Toivo Mikael Kivimäki (5 June 1886 – 6 May 1968), (J.D.), was a Finnish politician of the National Progressive Party who served as the head of the department of civil law at Helsinki University 1931–1956, Prime Minister of Finland 1932–1936, and Finland's Envoy to Berlin 1940–1944.

Early career 
He was elected as member of the Parliament for terms 1922, 1924-1927 and 1929–1940. 
Before prime ministership, Kivimäki served as Minister of the Interior 1928-1929 and Minister of Justice 1931–1932.

After WWII 
In 1946, Kivimäki together with half-a-dozen other leading politicians were put on "war-responsibility trials" executed under pressure from the Allied victors in World War II. Kivimäki was sentenced to five years in prison after being found responsible for the Continuation War. After Finland signed the Paris Peace Treaties, 1947, and the  Finno–Soviet Agreement of Friendship, Cooperation, and Mutual Assistance, 1948, the international situation was deemed somewhat stabilized, and Kivimäki was pardoned. He returned to his career in academia.

Legacy 
As with all politicians connected with the Continuation War, Kivimäki was for decades seen in a somewhat critical light. During the era of finlandization, many prominent Finns expressed themselves cautiously on such subjects in order not to disturb sensitive Allied victors of the war; a cautiousness that without doubt influenced Finland's post-war generation's understanding and views.
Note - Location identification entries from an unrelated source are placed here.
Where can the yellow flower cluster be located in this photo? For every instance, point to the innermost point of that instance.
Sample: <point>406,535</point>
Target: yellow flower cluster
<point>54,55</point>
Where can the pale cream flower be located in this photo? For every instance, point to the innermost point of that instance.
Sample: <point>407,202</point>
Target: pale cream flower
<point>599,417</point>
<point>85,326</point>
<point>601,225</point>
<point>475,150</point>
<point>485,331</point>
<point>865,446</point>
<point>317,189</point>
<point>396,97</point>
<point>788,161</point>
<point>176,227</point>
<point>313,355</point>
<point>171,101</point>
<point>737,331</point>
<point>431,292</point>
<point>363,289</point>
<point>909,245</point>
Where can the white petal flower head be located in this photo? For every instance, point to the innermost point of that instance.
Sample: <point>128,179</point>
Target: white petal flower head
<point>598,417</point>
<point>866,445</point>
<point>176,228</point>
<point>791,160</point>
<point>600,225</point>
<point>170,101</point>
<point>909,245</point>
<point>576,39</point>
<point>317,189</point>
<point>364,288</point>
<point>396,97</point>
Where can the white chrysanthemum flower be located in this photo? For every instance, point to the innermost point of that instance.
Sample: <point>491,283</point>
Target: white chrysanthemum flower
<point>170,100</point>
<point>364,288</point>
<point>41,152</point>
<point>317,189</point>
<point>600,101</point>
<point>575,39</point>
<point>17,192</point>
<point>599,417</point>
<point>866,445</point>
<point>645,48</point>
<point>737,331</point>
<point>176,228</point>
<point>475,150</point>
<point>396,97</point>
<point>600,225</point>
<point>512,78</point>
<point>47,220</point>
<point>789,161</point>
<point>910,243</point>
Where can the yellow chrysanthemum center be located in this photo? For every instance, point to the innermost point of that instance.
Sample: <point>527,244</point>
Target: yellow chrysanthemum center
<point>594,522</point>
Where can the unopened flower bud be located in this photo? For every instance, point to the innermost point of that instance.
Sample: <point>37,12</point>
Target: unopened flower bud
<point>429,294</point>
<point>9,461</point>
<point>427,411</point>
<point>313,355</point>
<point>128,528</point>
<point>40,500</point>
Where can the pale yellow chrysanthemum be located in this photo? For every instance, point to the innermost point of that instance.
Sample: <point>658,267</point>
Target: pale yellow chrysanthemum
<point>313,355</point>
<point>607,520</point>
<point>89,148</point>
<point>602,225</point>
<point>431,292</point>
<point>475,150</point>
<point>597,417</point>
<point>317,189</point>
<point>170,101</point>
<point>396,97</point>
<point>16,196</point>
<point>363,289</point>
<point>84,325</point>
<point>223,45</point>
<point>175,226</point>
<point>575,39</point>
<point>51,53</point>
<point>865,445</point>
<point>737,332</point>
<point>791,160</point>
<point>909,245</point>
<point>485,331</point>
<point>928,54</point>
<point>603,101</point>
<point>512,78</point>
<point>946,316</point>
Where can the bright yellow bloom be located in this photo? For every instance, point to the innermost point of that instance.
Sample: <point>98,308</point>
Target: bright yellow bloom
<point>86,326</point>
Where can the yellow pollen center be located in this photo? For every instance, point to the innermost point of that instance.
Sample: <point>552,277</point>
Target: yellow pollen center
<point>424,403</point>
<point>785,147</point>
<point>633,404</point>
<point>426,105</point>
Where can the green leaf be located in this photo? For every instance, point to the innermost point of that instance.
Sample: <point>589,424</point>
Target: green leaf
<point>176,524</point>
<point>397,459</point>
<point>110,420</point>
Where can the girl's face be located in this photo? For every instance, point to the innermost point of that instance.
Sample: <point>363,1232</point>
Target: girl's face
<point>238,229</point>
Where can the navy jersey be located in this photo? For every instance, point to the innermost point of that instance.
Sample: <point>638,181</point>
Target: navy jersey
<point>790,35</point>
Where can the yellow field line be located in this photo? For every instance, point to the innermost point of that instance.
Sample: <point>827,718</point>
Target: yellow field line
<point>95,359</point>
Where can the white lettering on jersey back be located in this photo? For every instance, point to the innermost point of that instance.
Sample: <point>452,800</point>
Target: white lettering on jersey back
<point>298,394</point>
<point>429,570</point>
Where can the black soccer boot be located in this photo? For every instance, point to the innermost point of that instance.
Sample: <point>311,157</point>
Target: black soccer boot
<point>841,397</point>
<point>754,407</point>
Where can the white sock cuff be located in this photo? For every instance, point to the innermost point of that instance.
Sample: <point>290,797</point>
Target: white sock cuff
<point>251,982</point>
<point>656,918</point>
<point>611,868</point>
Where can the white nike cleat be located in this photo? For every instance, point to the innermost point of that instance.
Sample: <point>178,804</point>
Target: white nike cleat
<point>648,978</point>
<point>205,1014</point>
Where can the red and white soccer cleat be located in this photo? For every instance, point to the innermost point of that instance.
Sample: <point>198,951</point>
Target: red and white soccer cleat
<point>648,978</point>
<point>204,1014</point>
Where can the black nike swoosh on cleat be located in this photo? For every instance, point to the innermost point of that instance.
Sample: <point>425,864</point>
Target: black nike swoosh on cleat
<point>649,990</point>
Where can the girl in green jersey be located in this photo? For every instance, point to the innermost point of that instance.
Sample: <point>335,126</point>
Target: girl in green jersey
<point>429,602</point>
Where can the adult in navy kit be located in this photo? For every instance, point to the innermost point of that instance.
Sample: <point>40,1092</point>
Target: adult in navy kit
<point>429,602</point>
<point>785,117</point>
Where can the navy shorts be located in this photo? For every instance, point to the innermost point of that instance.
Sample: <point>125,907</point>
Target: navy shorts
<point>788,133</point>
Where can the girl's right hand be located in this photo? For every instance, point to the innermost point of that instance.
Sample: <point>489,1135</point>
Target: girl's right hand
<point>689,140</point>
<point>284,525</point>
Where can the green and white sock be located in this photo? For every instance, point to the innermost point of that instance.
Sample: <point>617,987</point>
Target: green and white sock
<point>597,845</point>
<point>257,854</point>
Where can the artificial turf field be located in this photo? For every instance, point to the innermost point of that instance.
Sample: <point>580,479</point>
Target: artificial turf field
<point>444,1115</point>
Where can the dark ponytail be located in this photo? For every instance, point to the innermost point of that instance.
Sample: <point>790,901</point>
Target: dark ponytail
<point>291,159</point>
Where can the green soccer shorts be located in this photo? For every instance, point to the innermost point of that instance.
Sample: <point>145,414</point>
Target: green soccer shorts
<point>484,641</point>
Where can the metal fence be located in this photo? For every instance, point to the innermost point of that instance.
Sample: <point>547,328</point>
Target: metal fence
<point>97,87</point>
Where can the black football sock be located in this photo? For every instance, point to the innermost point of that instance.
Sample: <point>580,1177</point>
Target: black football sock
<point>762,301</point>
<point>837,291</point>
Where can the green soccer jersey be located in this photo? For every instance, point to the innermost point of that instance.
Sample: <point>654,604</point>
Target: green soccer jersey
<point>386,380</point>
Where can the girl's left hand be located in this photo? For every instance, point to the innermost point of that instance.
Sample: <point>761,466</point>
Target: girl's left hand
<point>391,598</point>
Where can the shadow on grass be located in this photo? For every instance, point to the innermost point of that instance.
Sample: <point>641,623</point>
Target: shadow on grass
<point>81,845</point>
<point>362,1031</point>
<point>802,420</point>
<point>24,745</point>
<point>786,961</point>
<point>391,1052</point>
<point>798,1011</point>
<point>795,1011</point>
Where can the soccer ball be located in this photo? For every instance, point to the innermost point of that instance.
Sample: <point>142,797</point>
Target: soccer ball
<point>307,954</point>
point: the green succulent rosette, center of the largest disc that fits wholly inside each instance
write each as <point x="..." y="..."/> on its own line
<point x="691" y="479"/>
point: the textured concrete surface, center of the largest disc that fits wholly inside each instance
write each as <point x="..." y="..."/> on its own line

 As Prime Minister, Kivimäki headed Finland's (until 1987) most long-lived cabinet, aiming at stabilizing the turbulent politics in Finland after the semi-fascist Mäntsälä Rebellion had been put down.
 He achieved the reversal of Finland's foreign policy into a neutralist pro-Scandinavian stance, and a Swedish rapprochement, that may well have been prepared for in the most initiated circles, but that in the contemporary tense phase of the language strife in Finland was not at all easy to explain to the public opinion.
 As an Envoy to the Third Reich, Kivimäki was in a position to observe the anti-Semitic nature of the Nazi regime and the disappearance of German Jews to concentration camps. Kivimäki succeeded in reversing Nazi Germany's anti-Finnish stance, obtaining support and favours but at the price of Finland having to form an alliance with Hitler. Finland avoided formal treaties with Nazi Germany up until the Ryti-Ribbentrop Agreement, which was signed after the fall of Viipuri in June 1944.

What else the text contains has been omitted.